I use a garmin emap, which is probably not sold anymore and its an old product even if it is. Look for a handheld black and white garmin or magellan unit with a built in basemap of US highways and exits. PC connectivity is a plus but unnecessary for most uses. I've only used mine for "ok, where the ^%#$ are we?!?" and "I know the dang highway is right around here, now where is it, how do I get to it, and wheres the nearest entrance ramp?". The compass and altimeter are modestly useful at times to get general bearings and see if you're above or below freeze-lines and need to watch for black ice.
Check here
http://www.cycoactive.com/gps/gps_compare.html
For a comparison...looks like the garmin etrex legend or vista is what you want...I've seen them around for $99-150 a pop. The $99 price was a circuit city clearance item. Amazons prices aint too bad. You might want to go into staples or a circuit city and poke at them to make sure you like how the screen looks.
Note that they need line of sight to lock the satellites, so in the middle of an RV or inside a building, even under very heavy tree canopies you can lose the lock.
Gotchas: the downloadable detail maps are expensive, often out of date or surveyed wrong so things are in the wrong places. "autorouting" is worthless...my last autorouter tried to take me through an active trainyard to get to a street. If you're going to want to download detailed maps into the unit, find one that takes a standard compact flash...garmins proprietary flash is 10x the cost of regular flash. If you're one of the super detail types, you can work out routes and stopping points on a big map on your pc and then download the routes, waypoints and points of interest to the gps for later use in the car.
If its something you think you're going to use all the time, and you want a more prominent/permanent mount, a larger color unit IS easier to see and use but you're going to have to pony up $300+ for one, probably closer to $450 for anything decent. The small handhelds are pretty handy though, I've taken my emap on boats during ocean sailing trips, out on lakes, and on walks through the state forests. Pretty much paid for itself 10x over when we were sailing on the SF bay and the fog rolled in and we didnt know where the shoreline was.

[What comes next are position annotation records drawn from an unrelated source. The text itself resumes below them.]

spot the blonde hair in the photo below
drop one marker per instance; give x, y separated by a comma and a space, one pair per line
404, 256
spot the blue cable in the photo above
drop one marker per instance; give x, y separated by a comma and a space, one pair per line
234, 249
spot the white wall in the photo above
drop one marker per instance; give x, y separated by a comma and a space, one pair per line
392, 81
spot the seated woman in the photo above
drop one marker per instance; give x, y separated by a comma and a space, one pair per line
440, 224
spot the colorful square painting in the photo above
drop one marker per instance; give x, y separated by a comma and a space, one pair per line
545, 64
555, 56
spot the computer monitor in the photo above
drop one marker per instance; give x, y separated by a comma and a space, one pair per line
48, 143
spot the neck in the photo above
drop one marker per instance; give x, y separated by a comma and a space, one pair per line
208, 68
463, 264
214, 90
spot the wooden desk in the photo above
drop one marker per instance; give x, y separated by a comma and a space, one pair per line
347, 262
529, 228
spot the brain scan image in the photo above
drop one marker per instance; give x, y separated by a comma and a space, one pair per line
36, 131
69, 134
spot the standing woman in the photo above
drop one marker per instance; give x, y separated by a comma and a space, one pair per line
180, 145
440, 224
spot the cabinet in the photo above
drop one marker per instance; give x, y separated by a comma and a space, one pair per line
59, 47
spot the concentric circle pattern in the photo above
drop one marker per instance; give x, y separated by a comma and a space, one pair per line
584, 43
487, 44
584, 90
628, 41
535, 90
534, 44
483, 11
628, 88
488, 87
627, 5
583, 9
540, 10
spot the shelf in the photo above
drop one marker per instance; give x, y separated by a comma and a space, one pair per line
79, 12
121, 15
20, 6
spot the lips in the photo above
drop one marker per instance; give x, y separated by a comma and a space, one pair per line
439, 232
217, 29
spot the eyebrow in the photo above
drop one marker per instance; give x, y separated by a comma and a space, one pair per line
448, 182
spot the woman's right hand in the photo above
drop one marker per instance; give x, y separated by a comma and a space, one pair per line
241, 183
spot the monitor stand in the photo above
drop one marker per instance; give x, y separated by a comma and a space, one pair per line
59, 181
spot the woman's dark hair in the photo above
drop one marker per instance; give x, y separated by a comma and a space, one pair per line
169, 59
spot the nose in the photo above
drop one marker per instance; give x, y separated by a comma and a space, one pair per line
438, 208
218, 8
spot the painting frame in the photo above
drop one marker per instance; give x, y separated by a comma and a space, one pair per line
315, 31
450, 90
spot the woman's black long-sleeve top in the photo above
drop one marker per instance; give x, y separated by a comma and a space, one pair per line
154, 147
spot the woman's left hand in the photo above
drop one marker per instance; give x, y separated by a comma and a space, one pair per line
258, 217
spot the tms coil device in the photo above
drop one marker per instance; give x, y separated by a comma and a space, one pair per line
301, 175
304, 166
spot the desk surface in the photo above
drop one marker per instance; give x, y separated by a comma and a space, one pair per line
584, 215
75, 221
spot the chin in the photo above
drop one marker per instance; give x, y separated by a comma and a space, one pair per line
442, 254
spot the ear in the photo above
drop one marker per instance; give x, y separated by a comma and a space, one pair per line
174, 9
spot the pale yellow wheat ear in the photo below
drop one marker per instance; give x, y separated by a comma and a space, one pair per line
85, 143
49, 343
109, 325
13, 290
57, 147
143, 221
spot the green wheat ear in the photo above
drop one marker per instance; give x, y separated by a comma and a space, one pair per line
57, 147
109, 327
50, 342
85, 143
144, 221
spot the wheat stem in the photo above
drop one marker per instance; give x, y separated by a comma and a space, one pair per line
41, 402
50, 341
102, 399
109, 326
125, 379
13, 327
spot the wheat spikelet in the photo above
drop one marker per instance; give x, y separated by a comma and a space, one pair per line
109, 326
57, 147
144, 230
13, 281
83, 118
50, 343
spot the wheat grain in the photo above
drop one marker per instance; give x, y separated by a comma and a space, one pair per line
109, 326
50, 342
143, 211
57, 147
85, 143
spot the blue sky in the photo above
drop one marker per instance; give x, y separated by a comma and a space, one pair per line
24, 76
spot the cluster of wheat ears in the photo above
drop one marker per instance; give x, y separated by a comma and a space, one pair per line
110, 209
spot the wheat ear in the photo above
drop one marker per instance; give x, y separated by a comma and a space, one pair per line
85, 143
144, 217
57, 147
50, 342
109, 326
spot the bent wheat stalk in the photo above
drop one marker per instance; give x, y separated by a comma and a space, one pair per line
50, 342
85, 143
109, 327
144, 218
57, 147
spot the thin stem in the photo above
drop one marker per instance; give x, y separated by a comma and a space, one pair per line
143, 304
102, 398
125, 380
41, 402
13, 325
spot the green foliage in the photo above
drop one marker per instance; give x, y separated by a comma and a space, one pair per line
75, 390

A few years ago when my dad wanted to drive from New England to California when he was moving here, I sent him a Garmin Colormap pre-programmed with the route he needed to take to get here from there, and a countdown showing the miles left to go to get to my house. All he had to do was turn it on and drop it on the dashboard. He said it saved his bacon a couple of times.
Radar detectors are worthless these days. I spent many years with expensive dashboard ones and when driving extensively in connecticut where they're illegal, with a hidden remote one run from the cars grill into a receiver in my glove compartment. Saved me a lot of tickets then.
While radar detectors are a lot better now, radar has simply outpaced them. Instant on, lidar, short pulse Ka and better trained cops have gotten things to the point where they're going to have you before you get an alert. Further, having a detector in sight makes you not only a theft target, but a "nuisance ticket" target. The average person breaks 6-15 obscure and not so obscure motor vehicle laws per day. Seeing a detector ticks off the cop sitting at the light next to you, and theres a good chance you'll get harassed. I used to get tickets for "improper starting, stopping or turning", license plate obstruction (a dealers plate frame), operator visibility obstruction (a map book sitting on the dashboard), etc. Then I wised up. Drive within 10mph of the speed limit, watch for anyone weaving up through traffic behind you, or ideally find some dick in a Porsche with a radar detector thats going 80 and keep him barely in view ahead of you. When he gets pulled over and written up, you drive right by and wave.
There are a hundred people who will line up to tell you their fancy and expensive detector has saved them dozens of tickets. I can ante up a thousand cops that will tell you they've nabbed people every day with every model detector on the market.
In my old stomping grounds, there was a CHP that had a nice routine...he sat right on the other side of a sharp berm in the highway with the low power Ka pointed down at the road. You went over the berm and he was about 40 feet away and you hit his beam just as he came into view...and neither of my two very good detectors even uttered a peep until I saw the police car. When I drove across country with my Escort, I had a dozen highway patrollmen hit me with the instant on out on open roads when they were coming in the other direction.